Ah, it is trying to duplicate this code from the data collection

154                 assert(last10Points.length > 0);
155                 if (simpleLoc.distanceTo(last10Points[last10Points.length - 1]) != 0) {
156                     validPoint = true;
157                 } else {
158                     Log.i(this, TAG, "Duplicate point," + loc + " skipping ");
159                 }

But that just compares the current point to the last point. While the code on the server compares against all previous entries

    duplicates = df.loc[0:idx-1].query("latitude == @entry.latitude and longitude == @entry.longitude")

We should be able to simplify that to only look at the last one, but an even better version would just be to drop duplicates. https://pandas.pydata.org/pandas-docs/stable/reference/api/pandas.DataFrame.drop_duplicates.html

shankari commented 3 years ago

Next, instead of check_existing_filtered_location, which makes multiple database calls, we can read the filtered locations in a batch and use pandas to find existing entries.

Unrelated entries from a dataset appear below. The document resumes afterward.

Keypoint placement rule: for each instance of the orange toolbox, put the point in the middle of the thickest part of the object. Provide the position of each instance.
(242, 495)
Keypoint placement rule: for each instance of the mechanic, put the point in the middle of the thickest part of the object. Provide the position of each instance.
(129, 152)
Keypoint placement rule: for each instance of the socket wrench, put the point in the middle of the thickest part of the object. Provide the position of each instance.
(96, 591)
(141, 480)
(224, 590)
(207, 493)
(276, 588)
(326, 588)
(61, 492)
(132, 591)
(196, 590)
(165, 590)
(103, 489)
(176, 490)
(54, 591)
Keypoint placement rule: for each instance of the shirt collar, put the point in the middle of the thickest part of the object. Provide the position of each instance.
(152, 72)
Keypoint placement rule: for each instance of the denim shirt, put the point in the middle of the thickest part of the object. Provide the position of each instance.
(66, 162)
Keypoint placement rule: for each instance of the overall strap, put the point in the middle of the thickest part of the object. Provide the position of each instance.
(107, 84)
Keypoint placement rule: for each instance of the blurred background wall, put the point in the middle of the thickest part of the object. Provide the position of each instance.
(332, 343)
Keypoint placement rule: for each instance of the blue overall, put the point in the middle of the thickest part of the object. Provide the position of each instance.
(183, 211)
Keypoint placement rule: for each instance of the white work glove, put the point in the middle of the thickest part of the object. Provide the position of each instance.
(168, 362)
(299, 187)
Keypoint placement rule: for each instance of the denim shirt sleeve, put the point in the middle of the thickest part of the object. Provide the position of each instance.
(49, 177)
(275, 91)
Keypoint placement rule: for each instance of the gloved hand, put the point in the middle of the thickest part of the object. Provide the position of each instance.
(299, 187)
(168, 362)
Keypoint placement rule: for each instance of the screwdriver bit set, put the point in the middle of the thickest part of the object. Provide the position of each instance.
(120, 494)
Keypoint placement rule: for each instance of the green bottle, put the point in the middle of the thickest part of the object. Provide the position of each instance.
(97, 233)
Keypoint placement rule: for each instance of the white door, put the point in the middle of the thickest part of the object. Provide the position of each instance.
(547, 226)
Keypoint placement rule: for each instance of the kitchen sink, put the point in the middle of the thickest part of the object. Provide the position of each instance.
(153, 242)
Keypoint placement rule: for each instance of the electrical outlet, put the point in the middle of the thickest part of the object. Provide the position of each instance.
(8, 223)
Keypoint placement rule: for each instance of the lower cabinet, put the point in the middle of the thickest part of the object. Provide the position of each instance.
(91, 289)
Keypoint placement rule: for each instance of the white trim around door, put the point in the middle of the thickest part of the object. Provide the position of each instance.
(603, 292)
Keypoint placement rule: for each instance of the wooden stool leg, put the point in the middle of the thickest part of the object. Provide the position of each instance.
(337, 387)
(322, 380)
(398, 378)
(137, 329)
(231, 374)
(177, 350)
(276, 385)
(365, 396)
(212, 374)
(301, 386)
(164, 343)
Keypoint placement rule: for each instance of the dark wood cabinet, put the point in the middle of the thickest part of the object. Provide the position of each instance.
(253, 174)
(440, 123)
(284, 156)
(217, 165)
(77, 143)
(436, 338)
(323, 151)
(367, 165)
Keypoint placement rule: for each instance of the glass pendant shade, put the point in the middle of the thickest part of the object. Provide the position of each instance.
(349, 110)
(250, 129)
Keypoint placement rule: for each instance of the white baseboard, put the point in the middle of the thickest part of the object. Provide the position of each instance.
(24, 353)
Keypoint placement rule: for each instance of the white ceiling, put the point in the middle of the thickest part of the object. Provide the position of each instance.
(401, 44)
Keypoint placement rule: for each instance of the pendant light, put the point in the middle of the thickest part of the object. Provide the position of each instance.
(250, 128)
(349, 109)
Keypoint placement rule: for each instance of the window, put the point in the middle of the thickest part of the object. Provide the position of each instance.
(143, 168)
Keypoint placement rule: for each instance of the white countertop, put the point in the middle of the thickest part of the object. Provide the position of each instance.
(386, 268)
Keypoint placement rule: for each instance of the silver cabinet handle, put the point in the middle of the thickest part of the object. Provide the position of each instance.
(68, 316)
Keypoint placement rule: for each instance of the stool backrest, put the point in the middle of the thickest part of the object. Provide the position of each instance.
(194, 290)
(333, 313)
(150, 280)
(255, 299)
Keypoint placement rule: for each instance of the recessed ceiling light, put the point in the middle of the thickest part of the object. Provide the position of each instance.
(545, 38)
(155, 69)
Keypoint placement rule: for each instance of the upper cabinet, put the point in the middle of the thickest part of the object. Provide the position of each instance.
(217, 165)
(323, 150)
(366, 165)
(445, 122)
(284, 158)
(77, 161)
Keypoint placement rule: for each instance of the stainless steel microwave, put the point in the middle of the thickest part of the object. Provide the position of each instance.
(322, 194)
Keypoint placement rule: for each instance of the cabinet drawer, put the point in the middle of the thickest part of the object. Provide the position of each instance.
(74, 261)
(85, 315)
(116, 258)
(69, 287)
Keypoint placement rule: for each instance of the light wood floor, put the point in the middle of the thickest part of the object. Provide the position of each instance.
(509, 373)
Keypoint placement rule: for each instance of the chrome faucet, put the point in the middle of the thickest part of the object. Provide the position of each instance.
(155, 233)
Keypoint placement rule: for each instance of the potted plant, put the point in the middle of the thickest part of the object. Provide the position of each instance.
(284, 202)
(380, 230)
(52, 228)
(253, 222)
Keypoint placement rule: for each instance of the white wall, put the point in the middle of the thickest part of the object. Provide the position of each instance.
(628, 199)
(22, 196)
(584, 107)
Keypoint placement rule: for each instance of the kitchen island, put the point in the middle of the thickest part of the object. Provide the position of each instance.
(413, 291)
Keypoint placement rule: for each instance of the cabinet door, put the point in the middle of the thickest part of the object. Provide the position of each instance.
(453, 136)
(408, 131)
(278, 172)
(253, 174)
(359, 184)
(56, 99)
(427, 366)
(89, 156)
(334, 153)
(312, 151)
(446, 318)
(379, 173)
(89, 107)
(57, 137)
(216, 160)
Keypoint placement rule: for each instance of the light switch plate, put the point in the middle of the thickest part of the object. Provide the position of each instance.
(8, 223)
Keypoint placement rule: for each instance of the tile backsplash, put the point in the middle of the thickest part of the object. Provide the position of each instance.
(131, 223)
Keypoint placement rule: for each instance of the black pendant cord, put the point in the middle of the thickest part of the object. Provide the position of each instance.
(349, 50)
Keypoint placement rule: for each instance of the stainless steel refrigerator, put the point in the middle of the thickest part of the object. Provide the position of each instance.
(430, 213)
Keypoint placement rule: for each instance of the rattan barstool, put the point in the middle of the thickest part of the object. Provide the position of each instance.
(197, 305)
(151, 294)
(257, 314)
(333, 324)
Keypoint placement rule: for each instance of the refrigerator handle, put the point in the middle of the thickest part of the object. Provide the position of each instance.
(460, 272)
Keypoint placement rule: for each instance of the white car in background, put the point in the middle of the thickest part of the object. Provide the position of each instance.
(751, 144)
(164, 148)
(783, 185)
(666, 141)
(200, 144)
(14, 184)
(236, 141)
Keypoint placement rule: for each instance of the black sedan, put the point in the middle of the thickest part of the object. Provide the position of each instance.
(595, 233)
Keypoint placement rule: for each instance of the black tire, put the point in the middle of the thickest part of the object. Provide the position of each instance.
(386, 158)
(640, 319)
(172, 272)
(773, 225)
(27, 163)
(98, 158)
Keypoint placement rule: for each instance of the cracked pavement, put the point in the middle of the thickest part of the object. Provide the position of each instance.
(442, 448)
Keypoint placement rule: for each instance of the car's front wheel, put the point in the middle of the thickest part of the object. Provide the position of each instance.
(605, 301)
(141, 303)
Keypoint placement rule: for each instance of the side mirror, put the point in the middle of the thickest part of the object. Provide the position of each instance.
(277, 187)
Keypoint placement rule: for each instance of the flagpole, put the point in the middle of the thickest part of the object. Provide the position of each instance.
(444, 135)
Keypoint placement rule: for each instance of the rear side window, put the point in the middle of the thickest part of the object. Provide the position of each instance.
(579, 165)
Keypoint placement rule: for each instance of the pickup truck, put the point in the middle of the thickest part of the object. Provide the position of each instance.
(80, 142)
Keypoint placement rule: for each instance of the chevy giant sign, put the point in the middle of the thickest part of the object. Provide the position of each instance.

We can then drop the existing entries to find the ones to insert.

And finally, instead of making multiple calls to the database to clone the unfiltered entries, we can read all the unfiltered entries at the beginning and simply iterate over them in memory to create the filtered clones.

shankari commented 3 years ago

For completeness, it seems like we should really save the entries generated this way into the analysis results and not the filtered_location, since the pipeline runs are assumed to be idempotent.

However, the filtered location on the phone is also generated as the result of analysis - in fact, we are running the same analysis on the phone and the server. So why would one be in the timeseries (as background) and the other be in the analysis_timeseries (as analysis).

Should we save the filtered_location from the phone also in the analysis database? But that analysis drives the trip end detection, which does affect the raw data. Deleting those entries will obfuscate how/when we detected trip ends on the phone.

So for now, we will save the background/filtered_location entries in the timeseries under the theory that the filtered_location is a simple filtered version of the location, computed either on the phone or the server.

If we deal with it on the phone, the entries come from the phone. If we don't, the server fills in the entries. The rest of the pipeline assumes that the entries exist.